No offense, but personally I find such step by step case examples rather useless. A typical noob will have no idea how to apply this to other games and other, normally only slightly different situations. If you don't already know GBA hacking than most of the information there will make no sense to a first time reader. Not to mention it's totally no$GBA specific, people with other debuggers won't be able to follow you at all, since you even included most button presses people need to make. Considering that no$GBA costs a bit of money it's highly unlikely that many people will have it. Also, about a breakpoint snapping at a Bios call, as far as I know those only work if you use a bios image. If you use the integrated emulated bios (and again, most users will unless they know better) it won't snap. Then suddenly you make a jump and you already have found an address. Where do you got it from and why do you know it's the one you are looking for?

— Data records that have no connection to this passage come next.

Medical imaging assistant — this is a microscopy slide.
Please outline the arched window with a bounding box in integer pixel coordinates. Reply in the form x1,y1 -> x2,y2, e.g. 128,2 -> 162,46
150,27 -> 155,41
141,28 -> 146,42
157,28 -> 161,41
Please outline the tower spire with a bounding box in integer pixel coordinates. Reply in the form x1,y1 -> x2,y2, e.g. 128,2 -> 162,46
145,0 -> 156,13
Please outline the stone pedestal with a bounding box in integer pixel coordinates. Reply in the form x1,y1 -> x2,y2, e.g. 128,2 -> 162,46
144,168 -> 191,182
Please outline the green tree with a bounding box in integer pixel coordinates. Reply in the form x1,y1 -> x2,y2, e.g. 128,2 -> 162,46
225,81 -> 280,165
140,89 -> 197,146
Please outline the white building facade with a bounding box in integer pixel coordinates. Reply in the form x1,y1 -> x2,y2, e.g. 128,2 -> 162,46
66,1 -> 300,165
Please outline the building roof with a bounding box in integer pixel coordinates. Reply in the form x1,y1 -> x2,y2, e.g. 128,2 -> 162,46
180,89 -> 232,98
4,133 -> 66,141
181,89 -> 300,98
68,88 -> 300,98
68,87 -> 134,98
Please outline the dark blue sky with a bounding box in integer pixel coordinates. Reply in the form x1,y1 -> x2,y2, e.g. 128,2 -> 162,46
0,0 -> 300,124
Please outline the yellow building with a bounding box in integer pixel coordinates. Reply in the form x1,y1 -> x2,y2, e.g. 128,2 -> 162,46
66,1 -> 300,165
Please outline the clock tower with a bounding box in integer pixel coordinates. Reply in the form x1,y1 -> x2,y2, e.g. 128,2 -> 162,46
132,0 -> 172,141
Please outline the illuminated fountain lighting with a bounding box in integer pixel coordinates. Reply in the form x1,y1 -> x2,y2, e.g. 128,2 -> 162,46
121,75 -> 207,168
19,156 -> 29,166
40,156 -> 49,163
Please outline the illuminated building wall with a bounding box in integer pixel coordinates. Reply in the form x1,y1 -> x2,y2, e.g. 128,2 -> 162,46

I don't want to discourage you, I'd just recommend you think about what you want to do with this document and for whom it should be. Then you may want to think about how to achieve that. On one hand you have it completely noob oriented by even writing every single button press, on the other hand one can't make sense of the information without experience.
Well, of course this is heavily subjective and my own style of learning and writing such documents (although none are released I've plans), but I think a new direction to think about won't hurt you
Btw: I know the irony that my VWF document if basically also a case example. I really only released it since people asked for it specifically. I've meant to write a "proper" (in my eyes) document about it for quite some time now, but I don't feel like one VWF experience isn't enough for such a document yet.